When I asked that question last week, it was assumed that the Bill would be pushed through in something like its present form, and that it might even be enhanced to tackle even more 'harms' and to give the regulator even greater powers.
But a week is a long time in politics. Now, its future is looking increasingly precarious.
Now, the Online Safety Bill is set to be dropped from Commons business next week, with a view to bringing it back to the Commons “in the autumn", when the country will have a new captain at the helm.
PoliticsHome reports that the Bill was removed from the government's agenda to make space for a motion of no confidence in the government, due to be put to the House on Monday. So, the Labour party will get to stamp its feet and declare a lack of confidence in a government that's already in the process of reorganising itself from the top down - I'm not a politician, so perhaps I'm missing the real point of that - but in any event it seems to be happening at the cost of progressing the long-awaited and highly controversial Online Safety regime.
More harm than good?
Some will argue that is no bad thing, as they consider the Online Safety Bill in its current form to be a cumbersome, overly-complex and over-reaching piece of legislation that chips away at our fundamental human rights. However, it does seem to tackle a number of fairly urgent issues, from discrete and straightforward issues such as cyber flashing, through to ambitious attempts to hold social media companies to account for failing to enforce their own policies that are intended to protect users.

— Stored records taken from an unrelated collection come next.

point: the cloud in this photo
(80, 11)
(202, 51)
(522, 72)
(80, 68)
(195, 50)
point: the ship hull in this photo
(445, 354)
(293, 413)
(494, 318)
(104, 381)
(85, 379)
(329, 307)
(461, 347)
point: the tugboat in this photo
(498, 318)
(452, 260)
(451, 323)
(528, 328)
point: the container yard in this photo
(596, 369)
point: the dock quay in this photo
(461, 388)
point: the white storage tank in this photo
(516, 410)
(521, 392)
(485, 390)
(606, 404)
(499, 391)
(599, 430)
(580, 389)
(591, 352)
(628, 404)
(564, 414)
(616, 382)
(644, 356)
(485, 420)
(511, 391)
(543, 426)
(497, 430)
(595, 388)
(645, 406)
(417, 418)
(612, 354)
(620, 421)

It is absolutely right that such a monumental Bill, with such significant constitutional implications, is properly scrutinised, and not rushed through - but its entire future is now looking rather less certain.

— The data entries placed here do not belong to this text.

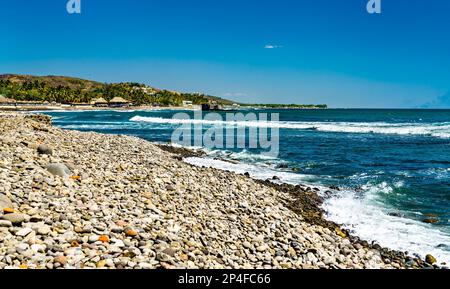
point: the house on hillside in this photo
(119, 102)
(99, 102)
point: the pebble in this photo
(129, 204)
(5, 224)
(16, 218)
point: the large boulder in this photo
(16, 218)
(59, 170)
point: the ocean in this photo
(392, 166)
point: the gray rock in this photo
(45, 150)
(59, 170)
(16, 218)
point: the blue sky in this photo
(286, 51)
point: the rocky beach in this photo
(73, 199)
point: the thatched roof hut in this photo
(6, 100)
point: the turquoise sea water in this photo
(393, 166)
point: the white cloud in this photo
(272, 46)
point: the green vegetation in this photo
(74, 90)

It's possible it might carry on largely unchanged, but the way in which the press has started attacking it, makes that seem unlikely. From The Guardian to The Times, the knives are out!
To torture another metaphor, it remains to be seen whether it will be salvaged, stripped for parts or thrown on the scrapheap.
Aye, aye, captain
The truth is, the future of the Bill depends entirely on who our future Prime Minister will be.
In the (seemingly unlikely) event that Kemi Badenoch becomes PM, she seems most likely to scrap it.
If one of the others becomes PM, it depends where they land on the 'small government' - 'big government' spectrum.
Boris Johnson has been a proud proponent of 'big government', which is unusual for a Conservative Party leader, especially a 'Brexity' one. Most of the current candidates in the running to replace him seem committed to returning to a less interventionalist 'small government' approach, but who knows whether they are simply trying to curry favour with their colleagues on the right of the party, given that a wide range of people will get a say in who wins that race.
It's just my opinion, but Nadine Dorries, the current Secretary of State for DCMS, and main 'owner' of the Bill seems unlikely to have any kind of foothold in the new cabinet, or to have much influence over it. But who knows what the next two months have in store!
We will have to wait until early September to see what the future has in store for the Online Safety Bill.
Despite its flaws, I hope the best parts of it can be salvaged, and that the future of online regulation will be decided based on what is best for the people of the country, and not what is best for the political aspirations of those who seek to become the next Prime Minister. We live in hope.
Backers of the bill have called for it to be used to place limits on "harmful" pornography and content promoting "extreme diets". But its opponents, which include Conservative party leadership contender Kemi Badenoch, have warned it “is going to have some serious implications for free speech”.